Habituellement, plus d’une heure avant l’office religieux, le rassemblement des pélerins, curieux, Arlésiennes et confréries donnait une ambiance "spéciale" sur la place de l’église. Il s’agit d’une ambiance indescriptible par de simples mots, celle qui donne une impression particulière planant sur une assemblée lors de pélerinages. Température hivernale ou coups de Mistral n’empêchait en aucune façon ce rassemblement. Mais, ce dimanche, la place était déserte. Eglise et maisons voisines acceuillaient les participants à cette fête. Les Arlésiennes traversaient la place, jupons au vent ; celui-ci prenait un malin plaisir à enlever les épingles des fichus qui s’entortillaient autour du visage de nos belles, impassibles ou presque.
Après l’office où le climat n’a eu de prise sur la ferveur des pélerins, le défilé a eu lieu au travers des rues de la ville. Par contre, la mer avait pris possession des plages jusqu’à la digue. Seule restait une languette de sable détrempé où s’entassait la foule. Nos Arlésiennes étaient spécialement courageuses. Leurs pieds s’enfonçaient dans le sable spongieux ; aux premiers pas, la bas de leur jupe était gorgé d’eau de mer. Souvent, elles devaient la soulever des deux mains ; un double page n’aurait sans doute pas suffi à supporter le poids du tissu détrempé. Ajoutons le vent violent et le tableau est complet. Heureusement, la compacité de la foule sur la petite surface sablonneuse a limité les prises au vent.
Après la bénédiction traditionnelle,le retour vers l’église s’est opéré au galop ou presque. Le cortège avait cependant maigri de façon inquiétante.
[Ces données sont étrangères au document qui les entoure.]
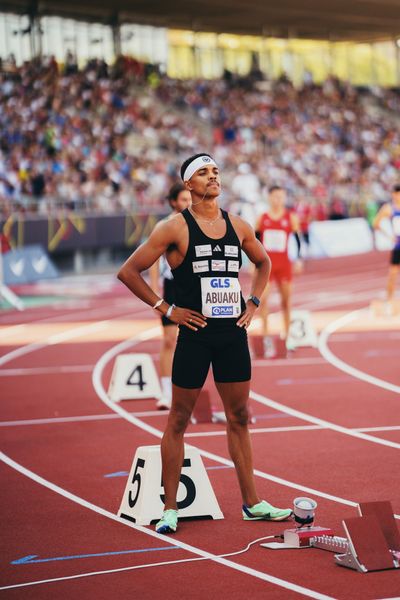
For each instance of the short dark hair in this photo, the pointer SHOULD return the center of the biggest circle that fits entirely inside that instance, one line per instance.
(273, 188)
(187, 162)
(175, 190)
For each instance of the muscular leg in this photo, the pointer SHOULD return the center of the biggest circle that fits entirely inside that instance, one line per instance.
(172, 452)
(391, 281)
(235, 397)
(285, 290)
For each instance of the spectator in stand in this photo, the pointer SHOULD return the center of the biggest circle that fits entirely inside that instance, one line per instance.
(111, 131)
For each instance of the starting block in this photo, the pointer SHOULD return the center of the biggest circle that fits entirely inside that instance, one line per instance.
(143, 498)
(134, 377)
(301, 330)
(268, 347)
(372, 543)
(385, 308)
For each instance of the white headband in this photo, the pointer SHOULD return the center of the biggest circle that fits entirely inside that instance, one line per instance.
(196, 164)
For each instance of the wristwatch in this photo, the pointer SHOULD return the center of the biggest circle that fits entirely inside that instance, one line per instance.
(255, 300)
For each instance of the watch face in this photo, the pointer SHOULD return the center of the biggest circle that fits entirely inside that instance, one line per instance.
(255, 300)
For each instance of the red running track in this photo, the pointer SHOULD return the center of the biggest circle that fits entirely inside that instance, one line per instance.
(319, 431)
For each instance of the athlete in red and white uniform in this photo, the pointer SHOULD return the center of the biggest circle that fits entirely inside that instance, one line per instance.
(273, 230)
(391, 211)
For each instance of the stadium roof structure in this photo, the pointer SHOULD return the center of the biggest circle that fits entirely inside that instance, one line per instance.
(335, 20)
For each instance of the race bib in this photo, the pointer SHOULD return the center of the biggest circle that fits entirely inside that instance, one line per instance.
(220, 297)
(274, 240)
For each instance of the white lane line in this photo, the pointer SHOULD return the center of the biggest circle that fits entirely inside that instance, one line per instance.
(158, 413)
(287, 362)
(192, 549)
(45, 370)
(256, 430)
(116, 407)
(322, 422)
(80, 418)
(340, 364)
(102, 394)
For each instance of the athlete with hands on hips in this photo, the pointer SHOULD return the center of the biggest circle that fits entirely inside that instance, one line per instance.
(203, 247)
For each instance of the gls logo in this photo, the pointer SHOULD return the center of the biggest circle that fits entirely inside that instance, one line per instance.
(222, 310)
(219, 283)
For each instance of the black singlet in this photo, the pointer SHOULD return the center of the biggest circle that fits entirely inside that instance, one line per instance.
(217, 260)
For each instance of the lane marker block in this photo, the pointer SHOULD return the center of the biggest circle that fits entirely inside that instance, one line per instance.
(133, 377)
(143, 498)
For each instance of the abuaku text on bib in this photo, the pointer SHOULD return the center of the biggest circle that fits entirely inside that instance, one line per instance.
(220, 297)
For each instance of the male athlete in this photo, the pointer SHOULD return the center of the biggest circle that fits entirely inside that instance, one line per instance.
(273, 230)
(203, 247)
(391, 211)
(179, 198)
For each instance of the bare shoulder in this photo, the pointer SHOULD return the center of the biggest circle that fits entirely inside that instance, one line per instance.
(242, 227)
(170, 227)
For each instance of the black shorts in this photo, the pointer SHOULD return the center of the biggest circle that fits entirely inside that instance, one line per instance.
(225, 348)
(169, 297)
(395, 257)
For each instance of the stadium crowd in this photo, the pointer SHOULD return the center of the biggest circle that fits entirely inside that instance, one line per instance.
(108, 138)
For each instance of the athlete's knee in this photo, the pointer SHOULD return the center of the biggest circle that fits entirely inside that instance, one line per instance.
(238, 416)
(179, 419)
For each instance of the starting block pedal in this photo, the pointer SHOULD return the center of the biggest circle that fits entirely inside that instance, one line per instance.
(301, 537)
(368, 549)
(143, 498)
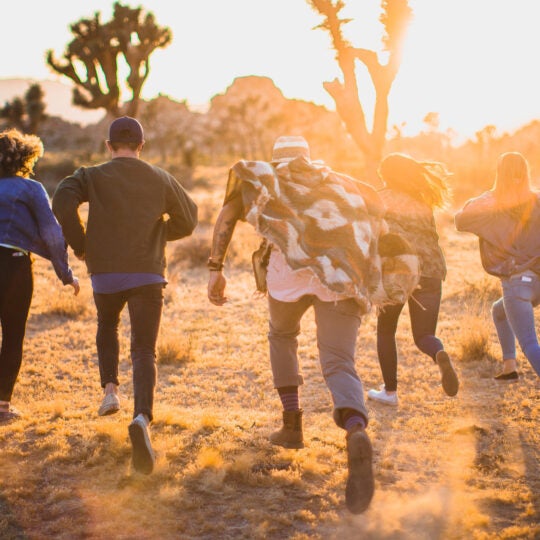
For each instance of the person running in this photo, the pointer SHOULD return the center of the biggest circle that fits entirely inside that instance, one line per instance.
(27, 225)
(134, 209)
(413, 189)
(506, 220)
(322, 228)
Heureusement, la température exceptionnellement favorable a tempéré les aspects négatifs de l’événement et le sourire était présent sur tous les visages...ou presque.

Ce pélerinage du troisième dimanche d’octobre présente un intérêt particulier parmi les trois pélerinages annuels. Celui du 24 mai est avant tout une manifestation dédiée aux gens du voyage et au tourisme de masse ; celui du premier weekend de décembre est très intime et fréquenté en priorité par les Saintois. Celui-ci se trouve à mi chemin des deux autres : ni foule compacte, ni quelques fidèles perdus dans l’église. On y retrouve et l’ambiance religieuse d’un pélerinage et la convivialité ainsi que le plaisir de retrouvailles d’habitués Provençaux qui fêtent, le coeur un peu tristounet, la dernière sortie "estivale" de nos belles.

Rendez-vous en 2013 !!!

lundi 29 octobre 2012, par Guy Nolet

P.-S.

Petite curiosité : connaissez-vous l’oreiller des Saintes ? Bloc de marbre blanc, enchâssé dans un pilier à gauche de l’entrée de l’église, c’est sur lui que reposaient, dit-on, les têtes des deux saintes, retrouvées en 1448. Ce bloc devait sans doute être l’objet de vénération païenne avant l’arrivée de Marie Madeleine. Plus de détails seront trouvés dans l’ouvrage de Frédérique Jourdan, "Sur les Pas de Marie Madeleine" aux editions Ouest-France.